Lorsque je me suis déplacé à l’Université d’Harvard aux Etats-Unis pour présenter le projet, le sociologue américain William Julius Wilson m’avait dit : « Si vous comprenez pourquoi certaines personnes ne viennent pas au projet, ou pourquoi certains territoires ne viennent pas au projet, alors il grandira. » Tout était dit dans cette phrase si simple et dans ce pragmatisme propre aux américains. Vous l’avez bien compris, l’exhaustivité n’a pas besoin d’adjectif pour être définie. Elle signifie la volonté de ne laisser personne au bord du chemin. C’est cela le sens du droit à l’emploi pour tous. Une entreprise à but d’emploi est porteuse de cette espérance, sinon c’est une entreprise sans but d’emploi.

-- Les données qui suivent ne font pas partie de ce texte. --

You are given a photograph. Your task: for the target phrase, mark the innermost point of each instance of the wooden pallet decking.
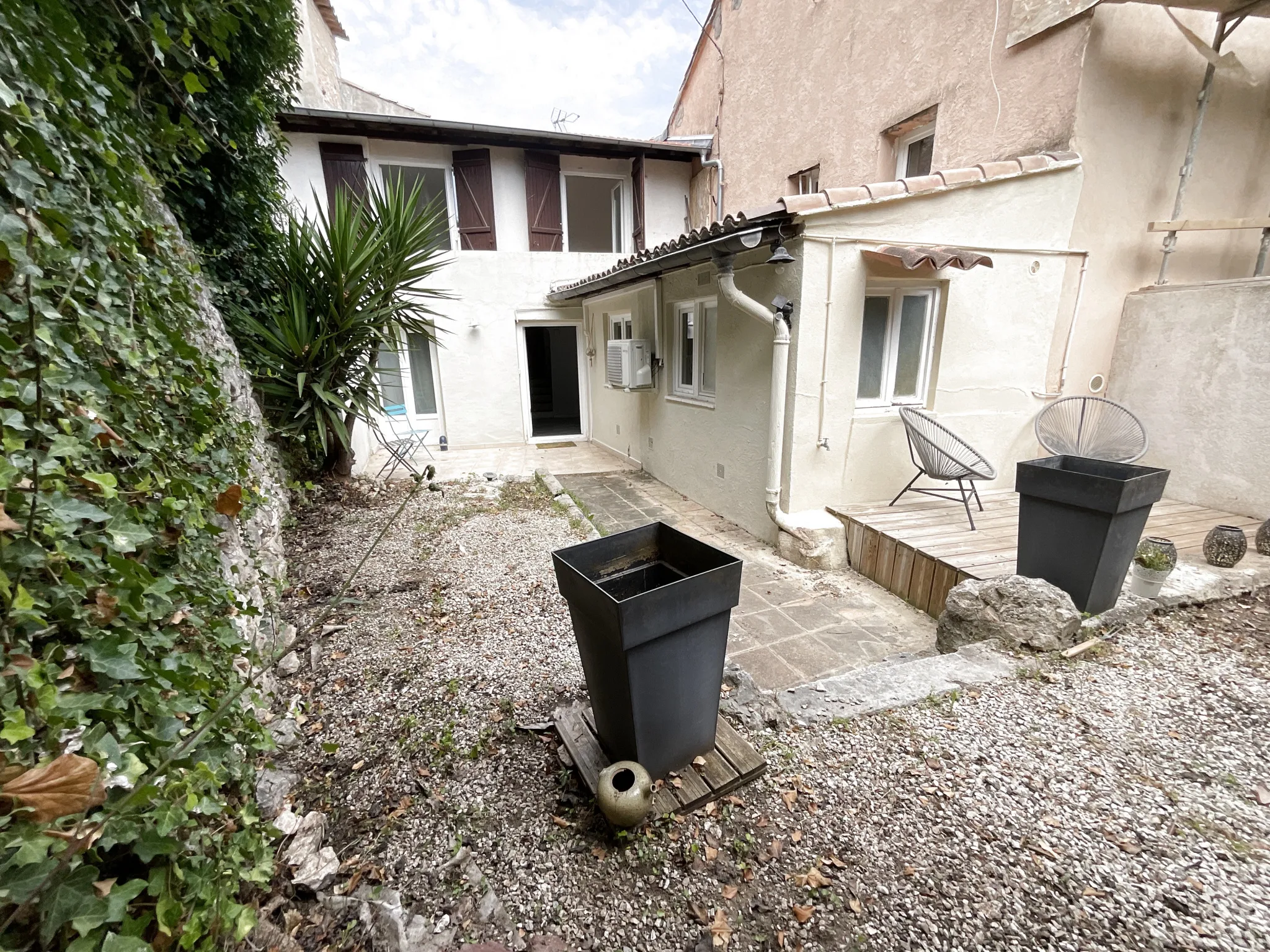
(922, 546)
(733, 763)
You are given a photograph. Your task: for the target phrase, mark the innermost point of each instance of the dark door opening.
(551, 358)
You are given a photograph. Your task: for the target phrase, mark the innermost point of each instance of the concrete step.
(898, 683)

La deuxième étape de l'expérimentation qui se dessine aura donc un rôle central dans cet objectif. Il s’agira bien de démontrer que l’exhaustivité est atteignable dans tous les types de territoires, et si ce n’est pas le cas, d’en comprendre les raisons pour dessiner de nouvelles solutions adaptées aux problématiques rencontrées. Une EBE n'est pas capable d'accueillir tout le monde ? Alors, il faut en créer une deuxième. Un comité local n'est pas en capacité d'accueilir chacun pour s'exprimer, alors il faut créer un nouvel espace de dialogue. Ce projet est une dynamique et non un enlisement. Il grandit par correction permanente, sur un mode itératif et apprenant. 

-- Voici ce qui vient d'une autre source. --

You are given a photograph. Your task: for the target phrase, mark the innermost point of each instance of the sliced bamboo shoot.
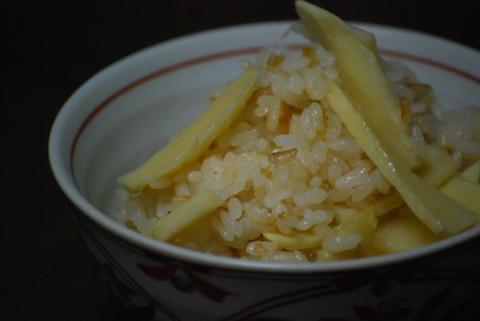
(193, 140)
(401, 233)
(432, 207)
(472, 173)
(296, 241)
(362, 79)
(199, 206)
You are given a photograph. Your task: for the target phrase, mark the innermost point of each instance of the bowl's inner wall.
(137, 123)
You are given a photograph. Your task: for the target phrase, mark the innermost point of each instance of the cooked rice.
(288, 160)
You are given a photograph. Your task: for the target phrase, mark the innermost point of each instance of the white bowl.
(129, 110)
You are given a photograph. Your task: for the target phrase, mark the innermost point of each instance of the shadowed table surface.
(52, 48)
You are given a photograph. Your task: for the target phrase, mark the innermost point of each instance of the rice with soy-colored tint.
(288, 163)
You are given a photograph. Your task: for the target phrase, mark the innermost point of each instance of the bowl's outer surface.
(440, 282)
(441, 287)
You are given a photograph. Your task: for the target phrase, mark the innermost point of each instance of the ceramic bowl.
(130, 109)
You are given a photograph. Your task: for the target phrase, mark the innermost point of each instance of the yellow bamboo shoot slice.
(386, 204)
(362, 78)
(433, 208)
(401, 233)
(472, 173)
(464, 192)
(296, 241)
(193, 140)
(199, 206)
(437, 166)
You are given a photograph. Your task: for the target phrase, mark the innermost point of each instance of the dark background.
(51, 49)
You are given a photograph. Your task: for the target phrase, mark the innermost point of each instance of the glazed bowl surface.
(130, 109)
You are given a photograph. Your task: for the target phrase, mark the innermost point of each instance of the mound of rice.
(288, 160)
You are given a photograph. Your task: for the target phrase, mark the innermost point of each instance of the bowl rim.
(69, 188)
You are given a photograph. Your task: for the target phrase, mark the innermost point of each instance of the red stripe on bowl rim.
(239, 52)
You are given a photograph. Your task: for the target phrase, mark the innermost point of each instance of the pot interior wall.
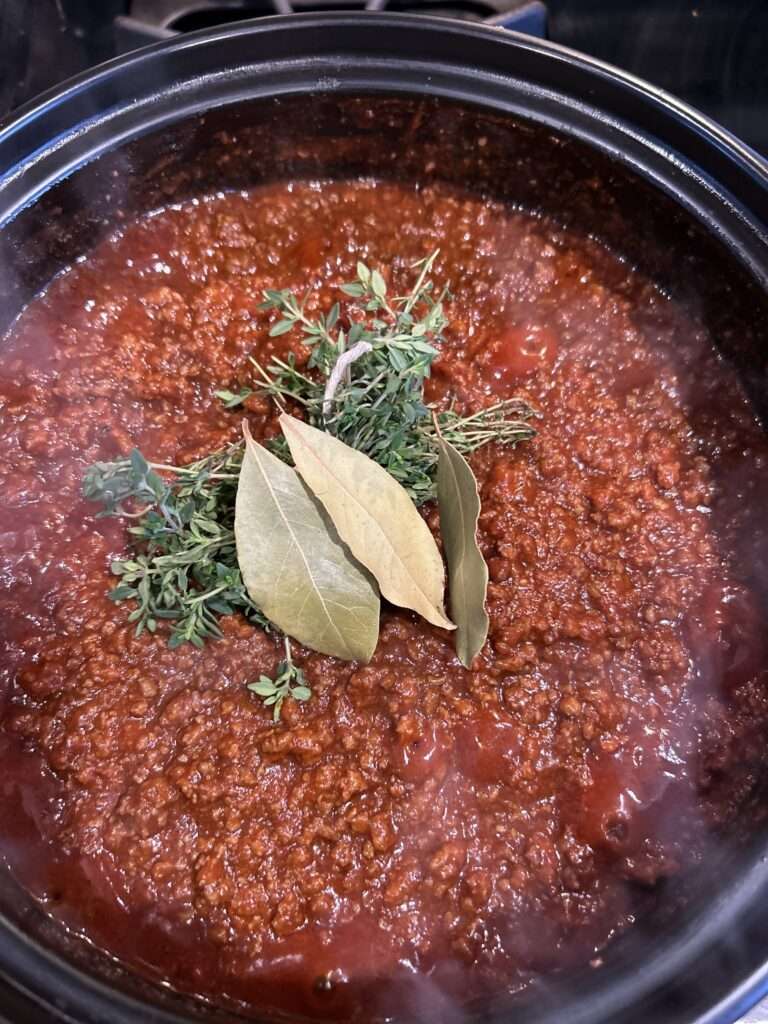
(414, 139)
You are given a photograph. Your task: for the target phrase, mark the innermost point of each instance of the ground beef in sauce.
(471, 828)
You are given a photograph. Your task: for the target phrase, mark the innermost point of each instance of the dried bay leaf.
(459, 504)
(375, 517)
(295, 567)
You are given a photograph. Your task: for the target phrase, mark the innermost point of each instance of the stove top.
(712, 53)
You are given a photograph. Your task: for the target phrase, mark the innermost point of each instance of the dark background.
(713, 53)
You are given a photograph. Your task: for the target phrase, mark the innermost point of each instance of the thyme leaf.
(183, 566)
(289, 682)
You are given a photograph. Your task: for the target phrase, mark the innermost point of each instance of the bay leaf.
(375, 517)
(295, 567)
(459, 504)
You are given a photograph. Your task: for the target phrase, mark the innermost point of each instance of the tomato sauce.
(458, 832)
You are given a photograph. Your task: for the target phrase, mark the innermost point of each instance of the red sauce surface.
(459, 830)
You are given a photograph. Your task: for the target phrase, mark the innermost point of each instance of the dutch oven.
(594, 147)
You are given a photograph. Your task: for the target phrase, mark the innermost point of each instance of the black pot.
(410, 96)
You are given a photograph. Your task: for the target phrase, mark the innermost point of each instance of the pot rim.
(40, 131)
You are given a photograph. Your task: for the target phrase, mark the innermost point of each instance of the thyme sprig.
(184, 568)
(289, 682)
(378, 407)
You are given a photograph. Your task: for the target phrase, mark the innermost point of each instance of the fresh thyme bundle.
(364, 385)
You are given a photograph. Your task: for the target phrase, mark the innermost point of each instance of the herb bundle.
(364, 386)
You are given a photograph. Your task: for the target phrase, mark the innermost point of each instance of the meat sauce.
(456, 830)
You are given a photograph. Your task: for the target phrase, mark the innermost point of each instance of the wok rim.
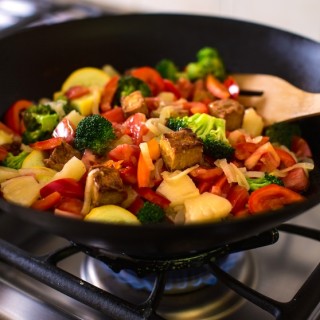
(287, 212)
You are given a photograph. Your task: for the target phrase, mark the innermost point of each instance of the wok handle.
(302, 304)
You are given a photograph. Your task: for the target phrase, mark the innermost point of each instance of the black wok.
(35, 62)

En ce sens, l’exhaustivité est, je crois, indissociable de l’altérité. Il faut faire « avec » les personnes et non pas seulement « pour » les personnes comme le promeut régulièrement ATD Quart Monde dans ses projets de lutte contre la pauveté. Il ne s’agit aucunement d’un dispositif mais bien d’un projet de transformation. Chacun doit pouvoir s’exprimer à toutes ses échelles. Cela signifie en particulier qu’un des enjeux de cette deuxième étape sera l’expression des personnes privées durablement d’emploi dans les comités locaux, dans le suivi et la réalisation du projet, et des salariés des EBE acteurs centraux des organisations dans le dialogue social.

Il faudra ouvrir grandes les portes et les fenêtres de l’expérimentation, et pas seulement celles des EBE, pour que des agoras citoyennes puissent se tenir régulièrement dans les territoires afin que chacun puisse s’exprimer, en dehors des organisations, et ainsi vérifier qu’il y a bien une place pour tous dans le projet.

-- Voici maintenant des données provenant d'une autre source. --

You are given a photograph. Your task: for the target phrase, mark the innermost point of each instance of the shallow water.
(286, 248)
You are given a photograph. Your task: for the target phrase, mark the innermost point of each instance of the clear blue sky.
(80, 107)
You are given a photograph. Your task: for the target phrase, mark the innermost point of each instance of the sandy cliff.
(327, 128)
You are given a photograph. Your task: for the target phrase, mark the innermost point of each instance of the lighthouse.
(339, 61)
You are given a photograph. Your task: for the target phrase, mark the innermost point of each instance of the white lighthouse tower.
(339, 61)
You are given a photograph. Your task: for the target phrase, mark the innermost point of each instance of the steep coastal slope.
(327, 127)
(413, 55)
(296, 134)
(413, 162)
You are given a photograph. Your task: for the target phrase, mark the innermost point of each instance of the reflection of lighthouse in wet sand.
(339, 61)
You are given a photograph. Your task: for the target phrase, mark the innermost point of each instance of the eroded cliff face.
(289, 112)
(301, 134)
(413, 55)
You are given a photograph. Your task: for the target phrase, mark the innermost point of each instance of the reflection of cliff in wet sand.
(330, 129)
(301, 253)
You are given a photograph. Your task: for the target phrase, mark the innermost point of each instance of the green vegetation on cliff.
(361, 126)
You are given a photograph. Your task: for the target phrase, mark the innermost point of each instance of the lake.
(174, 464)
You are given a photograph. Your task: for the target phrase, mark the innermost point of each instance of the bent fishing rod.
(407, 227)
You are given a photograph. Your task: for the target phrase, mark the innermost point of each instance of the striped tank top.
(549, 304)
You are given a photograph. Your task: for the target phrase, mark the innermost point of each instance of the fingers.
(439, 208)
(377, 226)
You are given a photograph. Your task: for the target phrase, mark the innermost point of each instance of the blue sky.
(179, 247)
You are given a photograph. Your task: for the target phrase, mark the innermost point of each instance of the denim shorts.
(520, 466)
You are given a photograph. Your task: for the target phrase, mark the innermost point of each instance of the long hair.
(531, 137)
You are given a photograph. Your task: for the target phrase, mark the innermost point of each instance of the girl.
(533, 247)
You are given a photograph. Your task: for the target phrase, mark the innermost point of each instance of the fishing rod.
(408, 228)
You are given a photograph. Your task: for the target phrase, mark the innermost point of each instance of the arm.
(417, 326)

Tout ne doit pas devenir process, ou rationalité. Car rapidement des rapports de domination peuvent s’installer. Alain Supiot nous invite collectivement à ne pas choisir « la gouvernance par les nombres » dans  les organisations multiples. Aux rapports de domination, intrinsèques à toutes les organisations qui peuvent tendre vers les dérives bureaucratiques dénoncées par Michel Crozier, doivent être opposés des rapports de réappropriation : c’est un pouvoir de dialoguer et c’est un pouvoir d’agir.

Les personnes qui sont aujourd’hui les plus pauvres auront toujours leur place dans « Territoires zéro chômeur de longue durée » car s’adresser à ceux qui peuvent paraître aux marges, c’est d’abord s’adresser au cœur de la société. C'est lutter contre les représentations négatives, la force des préjugés, et la stigmatisation. Un territoire, c'est la rencontre entre la nature et une culture. Pour faire reculer la force des préjugés, il faut donc commencer par la culture, cette forme d'impertinence.

C’est je crois une des clés des futurs possibles pour réaliser le droit à l’emploi pour tous.